I learnt mindfulness during my PhD years and this helped me cope with the flow of dark feelings and emotions from my then mid-life crisis and witnessing the devastation, hearing about the extinctions and clear-felling and cruelty. It helped me to recognise that the constant flow of thoughts and feelings were not me, were something that I could detach from and more neutrally observe. This helped substantially but my exploration of wholeness, becoming consciously whole, offered me a more nuanced perspective for safely feeling and acknowledging these dark energies.
Dealing with this challenge, to fully feel and embrace the despair, confusion, sadness, anger and so forth was less about detachment and more about inclusiveness. Yes, sure, I needed to detach from various limiting beliefs and habits but not detach from fully and wholly feeling the inner darkness. This empowering, integrative perspective helped to free me from hesitancy from really going into the depths of ‘negative’ emotions, especially loss, grief, and sadness. In feeling these without being able to share, to express was part of my problem.
One of the lessons from my wholeness journey, as I discuss in my new book, is the importance of creating the psychological holding spaces as you encounter distressing or disturbing scenes on the TV, directly in your life. To be able to fully engage these particular scenes or narratives that evoke ‘dark’ emotions and trigger those defence mechanisms we rely on to protect or deflect requires the presence of you mind to mindfully support the free flow of your honest responses.

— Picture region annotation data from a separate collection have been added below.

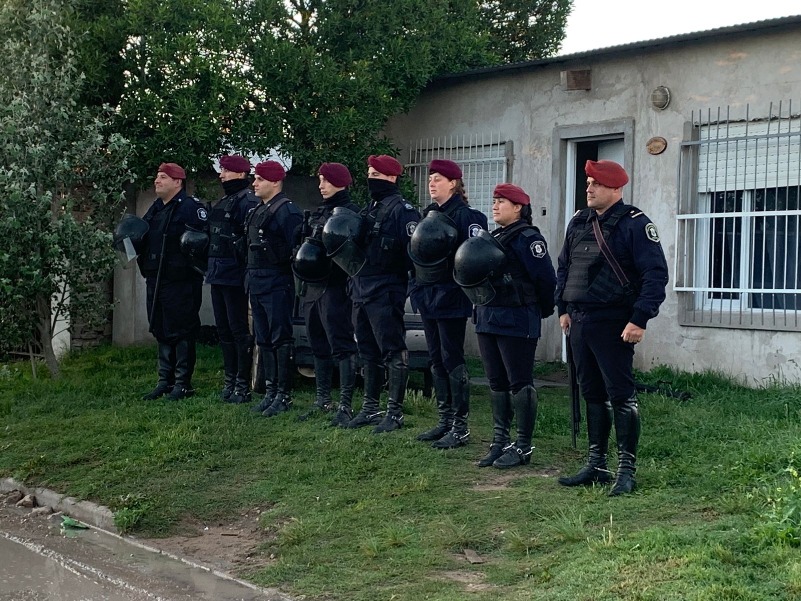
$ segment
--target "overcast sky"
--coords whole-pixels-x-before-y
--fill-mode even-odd
[[[559,54],[801,14],[799,0],[574,0]]]

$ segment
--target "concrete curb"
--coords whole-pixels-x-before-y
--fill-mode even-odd
[[[19,490],[25,494],[33,494],[36,497],[36,504],[38,506],[49,505],[55,512],[60,511],[64,513],[70,518],[80,520],[81,522],[92,526],[97,530],[99,530],[110,536],[123,540],[127,543],[133,545],[139,549],[150,551],[151,553],[157,553],[159,555],[164,555],[165,557],[169,557],[171,559],[176,559],[191,567],[211,572],[218,578],[230,580],[236,583],[237,584],[241,584],[244,587],[252,589],[253,591],[257,591],[266,595],[265,601],[295,601],[292,597],[281,593],[276,589],[264,588],[256,584],[253,584],[252,583],[249,583],[247,580],[243,580],[236,578],[235,576],[231,576],[230,574],[220,571],[219,570],[209,567],[203,563],[199,563],[188,557],[183,557],[181,555],[176,555],[174,553],[162,551],[158,547],[151,547],[151,545],[141,543],[136,538],[130,536],[123,536],[119,534],[119,530],[117,526],[114,525],[114,514],[111,513],[111,510],[108,507],[104,507],[102,505],[98,505],[97,503],[93,503],[90,501],[78,501],[73,497],[59,494],[58,493],[50,490],[50,489],[41,487],[31,488],[30,486],[26,486],[24,484],[14,480],[13,478],[0,478],[0,494],[6,494],[12,490]]]
[[[114,514],[108,507],[90,501],[78,501],[73,497],[59,494],[46,488],[26,486],[13,478],[0,479],[0,494],[5,494],[12,490],[20,490],[25,494],[33,494],[36,497],[36,504],[39,506],[49,505],[54,511],[61,511],[71,518],[85,522],[107,532],[119,534],[117,526],[114,525]]]

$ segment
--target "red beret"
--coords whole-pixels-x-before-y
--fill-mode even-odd
[[[458,179],[461,177],[461,169],[453,161],[445,159],[434,159],[429,167],[429,173],[439,173],[449,179]]]
[[[317,170],[317,175],[322,175],[336,188],[348,188],[353,183],[350,171],[341,163],[324,163]]]
[[[370,155],[367,159],[367,164],[384,175],[400,175],[403,173],[403,167],[397,160],[389,155]]]
[[[626,170],[614,161],[588,160],[584,172],[606,188],[622,188],[629,183]]]
[[[271,182],[280,182],[287,176],[287,172],[280,163],[264,161],[256,166],[256,175]]]
[[[177,163],[162,163],[159,165],[159,171],[164,171],[164,173],[168,175],[173,179],[187,179],[187,172],[183,171],[183,167]]]
[[[251,169],[250,161],[241,155],[219,157],[219,166],[236,173],[250,173]]]
[[[511,184],[499,184],[493,191],[493,198],[505,198],[517,204],[530,204],[531,199],[529,195],[523,192],[520,186],[513,186]]]

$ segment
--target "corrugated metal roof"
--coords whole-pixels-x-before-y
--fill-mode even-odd
[[[751,23],[731,25],[726,27],[716,27],[715,29],[704,30],[702,31],[693,31],[689,34],[679,34],[678,35],[670,35],[666,38],[656,38],[654,39],[645,40],[643,42],[632,42],[628,44],[620,44],[618,46],[610,46],[605,48],[582,50],[582,52],[574,52],[570,54],[551,56],[547,58],[537,58],[537,60],[532,61],[512,63],[508,65],[498,65],[497,67],[487,67],[481,69],[472,69],[470,71],[461,71],[459,73],[449,73],[445,75],[440,75],[439,77],[434,79],[433,83],[457,78],[463,79],[476,75],[501,73],[506,71],[525,71],[529,68],[542,67],[555,63],[566,63],[568,61],[589,58],[596,58],[604,55],[616,54],[622,52],[647,50],[662,46],[672,46],[686,42],[695,42],[707,39],[709,38],[715,38],[720,35],[756,32],[771,28],[790,29],[792,28],[793,26],[797,25],[801,25],[801,14],[765,19],[763,21],[755,21]]]

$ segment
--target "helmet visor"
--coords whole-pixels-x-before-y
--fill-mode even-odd
[[[477,307],[488,305],[495,298],[495,288],[489,281],[485,280],[477,286],[462,287],[462,292],[470,299],[470,302]]]
[[[367,263],[367,256],[364,252],[356,246],[356,244],[350,238],[335,252],[331,253],[331,258],[351,277],[360,272],[364,264]]]

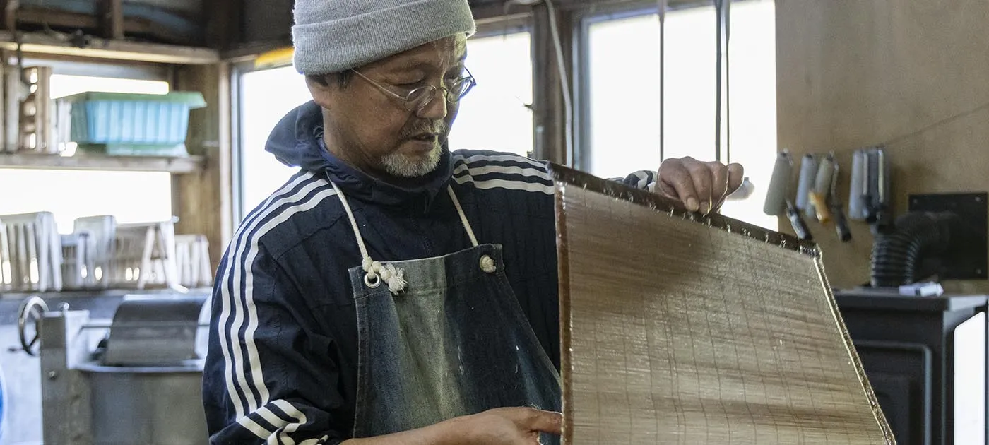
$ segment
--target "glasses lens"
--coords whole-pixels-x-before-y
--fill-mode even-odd
[[[471,88],[474,87],[474,79],[466,77],[463,79],[458,79],[450,89],[447,90],[447,101],[454,103],[460,100],[460,98],[467,95]]]
[[[434,97],[436,97],[436,87],[429,85],[416,88],[409,91],[405,97],[405,108],[408,111],[419,111],[429,105]]]

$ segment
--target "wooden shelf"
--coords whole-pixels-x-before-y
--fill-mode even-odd
[[[0,153],[0,168],[66,169],[66,170],[125,170],[164,171],[175,174],[198,173],[203,168],[202,156],[101,156],[77,154]]]
[[[124,297],[128,295],[210,295],[213,288],[191,288],[186,294],[179,293],[172,289],[150,288],[150,289],[90,289],[72,291],[48,291],[48,292],[0,292],[0,302],[22,301],[28,297],[41,297],[45,300],[62,299],[84,299],[84,298],[108,298]],[[52,308],[48,308],[52,309]],[[0,323],[2,324],[2,323]]]
[[[83,47],[44,33],[25,34],[21,50],[28,53],[72,55],[113,60],[155,63],[207,64],[220,61],[220,51],[207,47],[87,38]],[[9,31],[0,31],[0,48],[17,50],[17,40]]]

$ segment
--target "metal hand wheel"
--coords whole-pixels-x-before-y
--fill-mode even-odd
[[[29,297],[21,303],[21,309],[17,312],[17,328],[21,337],[21,347],[28,355],[37,356],[38,351],[33,350],[38,340],[41,339],[41,324],[39,320],[42,314],[48,311],[48,305],[41,297]],[[28,321],[35,323],[35,336],[28,341]]]

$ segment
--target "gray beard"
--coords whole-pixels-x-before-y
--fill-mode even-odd
[[[443,148],[436,144],[422,157],[411,157],[405,153],[389,153],[381,158],[381,164],[388,174],[399,178],[419,178],[432,173],[439,165]]]

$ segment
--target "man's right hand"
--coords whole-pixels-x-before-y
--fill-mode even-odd
[[[458,417],[464,434],[460,444],[535,445],[539,433],[561,434],[563,415],[531,407],[503,407]]]
[[[560,435],[563,415],[531,407],[502,407],[451,418],[412,431],[343,445],[537,445],[540,433]]]

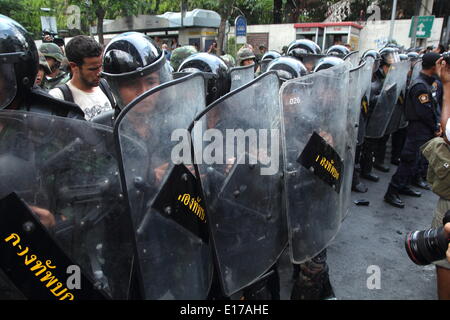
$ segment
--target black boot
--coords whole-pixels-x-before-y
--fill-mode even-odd
[[[422,177],[414,179],[413,185],[424,190],[430,190],[430,186]]]
[[[373,167],[377,170],[380,170],[382,172],[389,172],[389,170],[391,168],[389,168],[387,165],[385,165],[384,163],[380,163],[380,162],[374,162],[373,163]]]
[[[369,172],[369,173],[361,172],[361,178],[364,178],[366,180],[373,181],[373,182],[378,182],[380,180],[380,177],[377,176],[376,174],[373,174],[372,172]]]
[[[410,197],[417,197],[417,198],[422,196],[422,194],[419,191],[413,190],[408,186],[399,189],[398,193],[404,194],[404,195],[410,196]]]
[[[359,180],[359,173],[356,168],[353,170],[353,179],[352,179],[352,191],[365,193],[367,192],[367,187],[364,183]]]
[[[384,195],[384,201],[397,208],[403,209],[405,207],[405,203],[400,199],[398,189],[391,184],[389,184],[388,190]]]

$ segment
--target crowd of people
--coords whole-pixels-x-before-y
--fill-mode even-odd
[[[24,32],[20,25],[9,18],[0,16],[0,20],[1,27],[11,31],[10,37]],[[137,32],[119,35],[105,48],[93,38],[83,35],[72,38],[63,47],[54,42],[44,42],[38,48],[39,52],[30,49],[34,44],[30,41],[26,40],[22,48],[23,52],[27,52],[27,70],[20,73],[20,68],[17,68],[15,71],[18,87],[14,97],[5,99],[7,87],[5,84],[0,85],[4,100],[0,101],[2,109],[38,113],[44,110],[46,114],[109,126],[113,126],[115,119],[133,101],[152,88],[171,81],[177,73],[199,71],[214,74],[208,78],[207,84],[206,105],[209,105],[230,91],[229,71],[232,68],[254,66],[256,76],[275,71],[281,81],[288,81],[332,68],[354,56],[349,46],[334,45],[322,51],[316,43],[305,39],[293,41],[286,47],[284,54],[268,50],[265,45],[259,46],[259,52],[255,53],[253,47],[246,44],[239,49],[236,57],[224,52],[218,54],[214,44],[203,53],[195,46],[180,46],[176,42],[158,45],[156,41]],[[0,50],[3,50],[0,55],[11,53],[4,44]],[[379,177],[373,169],[383,172],[391,170],[385,164],[387,143],[391,138],[390,162],[397,169],[384,200],[392,206],[404,208],[405,202],[400,196],[421,196],[411,186],[432,189],[436,193],[439,192],[437,190],[443,190],[438,193],[440,200],[433,228],[442,225],[445,212],[450,210],[450,188],[445,187],[450,186],[445,171],[448,163],[445,166],[442,161],[431,161],[428,154],[422,154],[421,147],[436,137],[442,139],[441,144],[428,145],[429,148],[448,148],[449,144],[446,137],[450,134],[450,124],[447,122],[450,117],[450,69],[446,63],[450,61],[446,62],[442,58],[443,50],[443,46],[438,46],[436,49],[427,48],[424,52],[404,52],[396,45],[387,45],[381,50],[368,50],[361,54],[360,59],[358,57],[351,61],[353,67],[366,61],[373,63],[370,94],[364,95],[360,106],[359,130],[366,132],[354,142],[356,152],[351,188],[355,192],[367,192],[368,187],[360,178],[377,182]],[[393,70],[402,61],[408,63],[407,74],[404,74],[405,83],[394,83],[403,88],[392,98],[387,93],[385,81],[396,72]],[[33,68],[33,64],[36,64],[36,68]],[[386,112],[380,111],[387,104],[392,105],[390,115],[399,116],[395,124],[390,116],[386,116]],[[378,116],[380,118],[376,118]],[[378,123],[374,119],[378,119]],[[374,129],[375,125],[384,127]],[[377,132],[381,132],[381,136]],[[439,171],[436,167],[439,165],[444,166],[444,169]],[[436,173],[430,182],[431,186],[426,182],[430,172]],[[34,211],[44,225],[51,227],[55,224],[49,211]],[[450,234],[450,224],[445,226],[445,230]],[[450,261],[450,247],[447,259]],[[437,270],[439,297],[450,299],[449,262],[438,262]],[[295,282],[291,298],[334,299],[328,273],[326,249],[302,264],[293,264]],[[245,299],[279,299],[276,264],[264,280],[245,288],[242,295]],[[225,298],[220,285],[213,285],[210,297]]]

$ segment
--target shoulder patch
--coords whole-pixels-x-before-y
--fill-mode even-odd
[[[430,97],[428,95],[428,93],[423,93],[419,96],[419,101],[420,103],[424,104],[424,103],[428,103],[430,102]]]

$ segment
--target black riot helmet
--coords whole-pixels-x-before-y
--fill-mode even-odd
[[[164,53],[150,37],[125,32],[106,46],[102,77],[123,109],[144,92],[172,80],[172,73]]]
[[[420,59],[419,54],[417,52],[408,52],[407,54],[409,61],[415,62]]]
[[[398,57],[400,58],[400,61],[407,61],[408,60],[408,55],[406,55],[404,53],[400,53],[398,55]]]
[[[230,91],[231,78],[228,66],[216,55],[206,52],[196,53],[181,63],[178,72],[202,72],[205,75],[208,79],[206,92],[207,105]]]
[[[276,51],[267,51],[262,56],[261,60],[275,60],[277,58],[281,57],[281,54],[279,54]]]
[[[399,62],[398,51],[392,47],[385,47],[380,50],[381,66],[390,66],[393,63]]]
[[[39,69],[32,37],[16,21],[0,14],[0,109],[28,95]]]
[[[308,74],[308,70],[302,62],[292,57],[279,57],[272,60],[267,66],[267,71],[276,71],[278,77],[283,80],[291,80]]]
[[[334,46],[331,46],[327,50],[327,56],[335,56],[335,57],[338,57],[338,58],[344,58],[349,53],[350,53],[350,50],[348,50],[344,46],[341,46],[340,44],[336,44]]]
[[[314,69],[314,72],[318,72],[320,70],[328,69],[334,66],[337,66],[338,64],[344,63],[345,61],[338,57],[324,57],[319,60],[319,62],[316,65],[316,68]]]
[[[308,72],[312,72],[317,61],[322,57],[322,50],[314,41],[300,39],[289,45],[286,54],[303,62]]]
[[[362,58],[361,58],[361,63],[363,61],[366,61],[367,59],[373,59],[374,63],[373,63],[373,72],[377,71],[378,68],[380,68],[380,63],[381,63],[381,56],[380,53],[374,49],[369,49],[366,50],[366,52],[363,53]]]

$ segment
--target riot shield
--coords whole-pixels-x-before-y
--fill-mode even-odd
[[[255,78],[255,65],[234,67],[230,70],[231,89],[233,91],[243,85],[249,83]]]
[[[367,60],[363,64],[350,70],[349,86],[348,86],[348,111],[347,111],[347,125],[346,125],[346,147],[344,150],[344,179],[343,189],[340,195],[343,197],[341,200],[343,214],[342,220],[349,213],[350,196],[353,179],[353,171],[355,165],[355,152],[358,141],[359,123],[361,119],[361,103],[364,100],[364,96],[367,92],[367,88],[370,88],[372,78],[372,65],[373,60]]]
[[[224,293],[257,281],[287,244],[279,80],[267,72],[214,102],[192,133]]]
[[[406,84],[409,62],[402,61],[391,65],[380,96],[369,115],[366,126],[366,137],[381,138],[387,132],[387,127],[396,111],[397,99]]]
[[[200,73],[160,85],[128,105],[114,127],[146,299],[205,299],[211,284],[205,205],[187,132],[205,107],[204,88]]]
[[[359,65],[359,51],[352,51],[347,54],[344,58],[346,61],[350,61],[352,66],[356,68]]]
[[[287,81],[283,106],[284,177],[291,260],[302,263],[336,236],[345,184],[348,63]],[[348,190],[350,191],[350,190]]]
[[[12,192],[29,208],[5,198]],[[40,299],[36,294],[43,294],[47,299],[51,294],[46,294],[56,296],[59,287],[59,298],[66,294],[75,300],[129,298],[135,246],[111,128],[2,111],[2,198],[1,266],[25,296]],[[8,254],[11,249],[17,255]],[[20,256],[20,261],[14,256]],[[87,296],[82,295],[84,284],[81,291],[71,290],[61,274],[68,261],[90,279],[85,282],[92,283],[89,287],[97,289]],[[11,267],[14,263],[19,264],[17,268]],[[35,279],[29,279],[30,275]]]

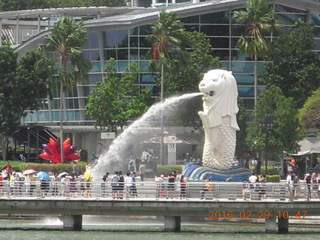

The perspective of wholeness, combined with the regulating hand of mindfulness, offers a way to remain an empathic witness without triggering defensive patterns, without fearing losing control of emotions, or the suppression associated with unconscious numbing. It was a matter of engaging the scene, digital or imagined, more fully, more empathically and just let the responses flow, the ‘nice’ and the ‘uncomfortable’ emotions and feelings in a safe space within where I could more honestly feel them without fear or numbing. It takes practice, regular reminders and recognise the same old reactions but then venture into that space while witnessing what is that brief, distant window into others sufferings, its the least I can do as a distant witness.